Im Westen wurden Fitnessprogramme erfunden, um den Körper zu überlisten. In Indien dienen die Körper immer noch als Arbeitswerkzeug. Je ärmer der Mensch ist, desto mehr muss der Körper arbeiten.
„Das Leben dieser Menschen- ihre Geschichten- verlaufen zudem eintönig, ohne große Überraschungen. Ein langsamer Niedergang, ein Absturz in Zeitlupe.“
In diesem Buch passiert nichts, was nicht ständig passiert. „Das Schwierigste an diesem Buch ist, die Menge, das Ausmaß zu erfassen; zu verstehen (…) dass jede dieser Geschichten Abertausenden von Menschen widerfahren kann…“
In Indien gibt es keinen Nahrungsmangel, jedes Jahr werden 50 bis 60 Millionen Tonnen Überschuss exportiert, während 250 Millionen Menschen hungern
Der Autor übt zwar Kritik an Monsanto, ein Konzern, der neunzig Prozent des Weltmarktes für gentechnisch verändertes Saatgut kontrolliert, mit der Gentechnik scheint er aber weniger Probleme zu haben. „Das Problem ist nicht der Wandel des Produktionsmodells. Das Problem ist, wer daran verdient (…) ohne diese Techniken werden viele Millionen Schwierigkeiten haben, sich zu ernähren.“
Die Funktionsweise des Kapitalismus kompakt zusammengefasst: Wissenschaftler entwickeln neue Verfahren, von denen Millionen Menschen profitieren könnten. Aber sie arbeiten für private Unternehmen und so bleibt der Gewinn bei den Unternehmen. Und im Hintergrund gewährleistet der Staat, dass ihnen dieser Gewinn auch zufließt: Durch das Patentrecht ist sichergestellt, dass alle dafür zahlen. In diesem Denkschema ist der technische Fortschritt kein Versuch, das Leben zu verbessern, sondern das Bestreben, einige wenige noch reicher zu machen.“
Avani lebt mit ihren drei Kindern auf der Straße in Bombay. Wenn sie keine Arbeit findet, leben sie von Abfällen. Zur Not will sie ihre Niere verkaufen, denn das machen viele. „Ihr Haus besteht aus zwei Pappwänden, die hinten an eine Hausmauer angelehnt sind, nach vorne ist es offen: zur Straße, zur Stadt. Eine schwarze Plastikplane als Dach, darunter zwei Holzpritschen und ein paar Töpfe. Tagsüber entfernt Avani die Plane und die Wände, damit die Nachbarn sich nicht beschweren, abends baut sie ihr Haus wieder auf: jeden Abend aufs Neue.“
„Die Elendsviertel sind ein Produkt der industriellen Revolution (…) Aktuell gibt es etwa 250 000 Elendsviertel auf der Welt; laut UNO leben dort 1,2 Milliarden Menschen. Eins von fünf Kindern auf der Welt ist ein Slumbewohner, drei von vier Stadtbewohnern der Anderen Welt leben in einem Elendsviertel. Viele von ihnen leiden Hunger.“
„Sechzig Prozent der Bevölkerung Bombays leben auf sechs Prozent der Fläche, ohne fließendes Wasser, ohne Straßen, ohne Toiletten.“
Aufgrund des Wandels der landwirtschaftlichen Produktion werden immer weniger Arbeitskräfte gebraucht. Die Überflüssigen werden vertrieben, das führt zur Urbanisierung. Das Elend überträgt sich rasch auf die Städte.
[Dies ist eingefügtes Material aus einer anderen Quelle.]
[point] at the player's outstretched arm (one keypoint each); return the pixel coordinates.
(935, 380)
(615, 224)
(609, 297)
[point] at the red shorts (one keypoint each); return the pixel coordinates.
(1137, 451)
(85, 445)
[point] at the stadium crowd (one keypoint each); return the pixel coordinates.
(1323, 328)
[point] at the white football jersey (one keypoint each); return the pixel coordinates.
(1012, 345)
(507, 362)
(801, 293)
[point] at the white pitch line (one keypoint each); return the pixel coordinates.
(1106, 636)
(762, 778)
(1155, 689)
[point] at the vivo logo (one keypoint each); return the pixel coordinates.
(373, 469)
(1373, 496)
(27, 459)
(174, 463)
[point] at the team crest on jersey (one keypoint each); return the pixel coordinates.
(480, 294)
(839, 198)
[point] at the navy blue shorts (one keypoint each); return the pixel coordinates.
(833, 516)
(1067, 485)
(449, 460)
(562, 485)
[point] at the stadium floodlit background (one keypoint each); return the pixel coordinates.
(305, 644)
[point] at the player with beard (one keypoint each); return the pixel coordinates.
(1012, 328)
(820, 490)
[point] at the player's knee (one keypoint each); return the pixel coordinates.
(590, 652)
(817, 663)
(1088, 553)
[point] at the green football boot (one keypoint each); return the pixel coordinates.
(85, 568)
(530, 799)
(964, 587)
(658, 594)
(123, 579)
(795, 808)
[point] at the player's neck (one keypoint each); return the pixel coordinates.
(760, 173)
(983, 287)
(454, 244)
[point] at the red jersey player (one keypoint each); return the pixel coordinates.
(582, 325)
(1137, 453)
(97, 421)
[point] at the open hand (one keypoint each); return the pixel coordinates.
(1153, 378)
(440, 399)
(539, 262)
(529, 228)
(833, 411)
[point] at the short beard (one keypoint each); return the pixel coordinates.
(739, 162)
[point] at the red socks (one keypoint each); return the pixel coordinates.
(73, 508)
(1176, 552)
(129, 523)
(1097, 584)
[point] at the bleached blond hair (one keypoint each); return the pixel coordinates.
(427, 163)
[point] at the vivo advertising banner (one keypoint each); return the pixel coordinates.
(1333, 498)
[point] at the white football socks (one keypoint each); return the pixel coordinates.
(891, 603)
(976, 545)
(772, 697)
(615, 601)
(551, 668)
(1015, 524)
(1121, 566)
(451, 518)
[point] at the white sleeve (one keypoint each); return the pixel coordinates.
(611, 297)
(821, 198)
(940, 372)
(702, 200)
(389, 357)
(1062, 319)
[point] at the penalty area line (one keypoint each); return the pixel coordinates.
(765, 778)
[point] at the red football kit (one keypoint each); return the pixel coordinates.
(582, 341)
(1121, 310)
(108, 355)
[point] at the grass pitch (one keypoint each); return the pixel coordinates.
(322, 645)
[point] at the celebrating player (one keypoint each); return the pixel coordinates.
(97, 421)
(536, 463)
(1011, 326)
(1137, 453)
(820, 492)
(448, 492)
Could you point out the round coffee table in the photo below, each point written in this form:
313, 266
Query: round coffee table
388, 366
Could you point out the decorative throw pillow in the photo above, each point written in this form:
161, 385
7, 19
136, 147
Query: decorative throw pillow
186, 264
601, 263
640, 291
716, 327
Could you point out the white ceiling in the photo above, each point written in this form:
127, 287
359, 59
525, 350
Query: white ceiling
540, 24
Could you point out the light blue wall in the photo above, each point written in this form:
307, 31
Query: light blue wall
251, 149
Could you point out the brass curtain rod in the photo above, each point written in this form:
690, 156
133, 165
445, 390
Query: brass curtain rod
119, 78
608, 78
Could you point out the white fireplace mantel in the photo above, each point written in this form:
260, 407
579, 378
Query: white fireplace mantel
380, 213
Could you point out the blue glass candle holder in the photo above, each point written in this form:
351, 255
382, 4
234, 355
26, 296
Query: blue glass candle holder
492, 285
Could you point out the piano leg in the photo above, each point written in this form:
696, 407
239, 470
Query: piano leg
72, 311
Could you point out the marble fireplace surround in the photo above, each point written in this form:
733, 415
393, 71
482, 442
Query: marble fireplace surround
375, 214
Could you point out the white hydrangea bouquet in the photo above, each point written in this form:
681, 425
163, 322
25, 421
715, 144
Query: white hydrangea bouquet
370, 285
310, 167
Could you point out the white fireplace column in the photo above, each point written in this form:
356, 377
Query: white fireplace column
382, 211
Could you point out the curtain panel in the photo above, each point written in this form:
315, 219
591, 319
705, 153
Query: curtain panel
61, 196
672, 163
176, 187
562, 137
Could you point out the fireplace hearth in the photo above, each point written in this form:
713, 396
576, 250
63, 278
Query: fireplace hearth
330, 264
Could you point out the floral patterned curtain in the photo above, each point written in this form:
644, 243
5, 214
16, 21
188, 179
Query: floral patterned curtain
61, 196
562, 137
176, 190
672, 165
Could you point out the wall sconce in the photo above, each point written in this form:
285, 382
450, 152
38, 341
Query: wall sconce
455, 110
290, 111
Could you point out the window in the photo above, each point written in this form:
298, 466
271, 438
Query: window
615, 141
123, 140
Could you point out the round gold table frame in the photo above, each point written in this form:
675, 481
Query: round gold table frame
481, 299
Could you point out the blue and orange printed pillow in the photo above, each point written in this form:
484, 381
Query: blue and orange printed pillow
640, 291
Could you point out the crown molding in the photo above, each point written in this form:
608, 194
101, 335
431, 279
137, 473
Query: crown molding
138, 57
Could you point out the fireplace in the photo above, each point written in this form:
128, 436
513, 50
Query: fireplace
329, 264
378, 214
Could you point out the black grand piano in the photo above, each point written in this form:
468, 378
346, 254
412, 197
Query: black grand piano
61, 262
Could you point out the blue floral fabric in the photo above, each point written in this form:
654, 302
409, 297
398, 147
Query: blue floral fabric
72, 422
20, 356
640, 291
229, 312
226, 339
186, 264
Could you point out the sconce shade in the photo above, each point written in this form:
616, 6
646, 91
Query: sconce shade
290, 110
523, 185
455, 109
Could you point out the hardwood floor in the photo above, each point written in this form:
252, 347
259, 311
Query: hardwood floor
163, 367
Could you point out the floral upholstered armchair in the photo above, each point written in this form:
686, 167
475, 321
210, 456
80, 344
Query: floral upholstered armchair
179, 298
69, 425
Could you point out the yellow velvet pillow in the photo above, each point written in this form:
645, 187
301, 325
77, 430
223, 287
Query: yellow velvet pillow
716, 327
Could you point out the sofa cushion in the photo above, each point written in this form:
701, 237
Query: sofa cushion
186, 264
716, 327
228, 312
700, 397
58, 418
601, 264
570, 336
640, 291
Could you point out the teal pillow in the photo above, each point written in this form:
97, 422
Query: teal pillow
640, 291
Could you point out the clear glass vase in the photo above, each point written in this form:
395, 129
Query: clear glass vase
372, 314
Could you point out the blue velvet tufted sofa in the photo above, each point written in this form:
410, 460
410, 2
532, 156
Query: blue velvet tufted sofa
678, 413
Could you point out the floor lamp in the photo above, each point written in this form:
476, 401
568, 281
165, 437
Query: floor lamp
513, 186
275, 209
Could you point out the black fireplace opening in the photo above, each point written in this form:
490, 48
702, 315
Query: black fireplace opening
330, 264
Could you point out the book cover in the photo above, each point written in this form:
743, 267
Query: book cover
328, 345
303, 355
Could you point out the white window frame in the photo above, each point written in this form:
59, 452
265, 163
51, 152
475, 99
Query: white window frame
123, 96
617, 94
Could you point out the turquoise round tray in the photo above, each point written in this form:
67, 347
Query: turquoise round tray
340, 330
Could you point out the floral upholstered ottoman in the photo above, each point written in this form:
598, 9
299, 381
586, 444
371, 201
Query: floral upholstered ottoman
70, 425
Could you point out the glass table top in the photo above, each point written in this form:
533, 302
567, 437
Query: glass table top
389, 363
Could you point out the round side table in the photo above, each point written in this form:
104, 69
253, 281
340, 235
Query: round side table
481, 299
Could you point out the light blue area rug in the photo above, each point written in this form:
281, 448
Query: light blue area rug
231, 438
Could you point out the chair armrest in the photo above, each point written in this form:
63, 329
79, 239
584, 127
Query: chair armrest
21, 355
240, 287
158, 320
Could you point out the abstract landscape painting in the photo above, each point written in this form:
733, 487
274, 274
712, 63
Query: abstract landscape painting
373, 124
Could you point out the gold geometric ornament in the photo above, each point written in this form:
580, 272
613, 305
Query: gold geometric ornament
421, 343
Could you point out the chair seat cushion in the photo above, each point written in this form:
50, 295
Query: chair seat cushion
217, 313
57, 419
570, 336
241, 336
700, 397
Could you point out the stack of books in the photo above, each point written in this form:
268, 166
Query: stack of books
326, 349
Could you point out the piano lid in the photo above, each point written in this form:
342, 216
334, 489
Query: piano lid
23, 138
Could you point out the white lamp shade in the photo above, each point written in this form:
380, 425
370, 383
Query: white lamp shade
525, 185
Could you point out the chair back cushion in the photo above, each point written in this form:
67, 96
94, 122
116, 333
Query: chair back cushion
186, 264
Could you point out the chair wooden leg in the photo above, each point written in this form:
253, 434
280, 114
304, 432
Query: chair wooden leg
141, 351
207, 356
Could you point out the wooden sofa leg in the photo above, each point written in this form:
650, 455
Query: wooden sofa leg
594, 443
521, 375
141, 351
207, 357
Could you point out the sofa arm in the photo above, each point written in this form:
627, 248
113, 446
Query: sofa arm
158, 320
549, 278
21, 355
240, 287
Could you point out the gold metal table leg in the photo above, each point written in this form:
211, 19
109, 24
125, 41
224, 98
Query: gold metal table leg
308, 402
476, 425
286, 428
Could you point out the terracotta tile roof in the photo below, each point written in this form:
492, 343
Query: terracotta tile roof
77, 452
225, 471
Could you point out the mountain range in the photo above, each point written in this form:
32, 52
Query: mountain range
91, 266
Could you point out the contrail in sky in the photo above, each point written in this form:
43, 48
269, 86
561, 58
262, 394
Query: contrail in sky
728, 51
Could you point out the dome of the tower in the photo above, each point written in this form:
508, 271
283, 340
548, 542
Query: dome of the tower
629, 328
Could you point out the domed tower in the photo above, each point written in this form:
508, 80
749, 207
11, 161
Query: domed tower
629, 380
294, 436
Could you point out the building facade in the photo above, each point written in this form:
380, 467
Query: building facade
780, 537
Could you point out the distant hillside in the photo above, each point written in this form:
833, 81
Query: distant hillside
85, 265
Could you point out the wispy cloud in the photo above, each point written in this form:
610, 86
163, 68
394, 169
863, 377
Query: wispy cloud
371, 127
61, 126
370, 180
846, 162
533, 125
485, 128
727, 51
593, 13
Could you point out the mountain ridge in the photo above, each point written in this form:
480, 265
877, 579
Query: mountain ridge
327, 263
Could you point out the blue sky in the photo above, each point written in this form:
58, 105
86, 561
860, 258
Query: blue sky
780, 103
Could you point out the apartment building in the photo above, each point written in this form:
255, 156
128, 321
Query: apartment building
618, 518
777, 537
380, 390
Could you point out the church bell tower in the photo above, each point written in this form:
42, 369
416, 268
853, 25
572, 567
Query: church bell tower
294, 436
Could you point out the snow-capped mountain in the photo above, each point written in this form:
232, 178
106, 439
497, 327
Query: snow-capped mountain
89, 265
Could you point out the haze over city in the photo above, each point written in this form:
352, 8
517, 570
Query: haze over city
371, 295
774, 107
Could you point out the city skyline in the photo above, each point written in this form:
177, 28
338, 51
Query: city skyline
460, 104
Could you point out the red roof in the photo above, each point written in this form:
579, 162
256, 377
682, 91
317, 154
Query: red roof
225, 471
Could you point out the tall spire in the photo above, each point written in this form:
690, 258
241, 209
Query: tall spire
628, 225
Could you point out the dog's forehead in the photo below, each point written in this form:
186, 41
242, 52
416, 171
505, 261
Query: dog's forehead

„Ein Elendsviertel ist vor allem ein Ort, wo der Staat nicht funktioniert. Es gibt kein Licht, kein Wasser, keine Straßen, keine Polizei, keine Schulen.“
Und übrigens gibt es in Indien 53 Milliardäre, die über ein Gesamtkapital von 341 Milliarden Dollar verfügen. Auf der anderen Seite leben 836 Millionen Menschen von weniger als 20 Rupien am Tag.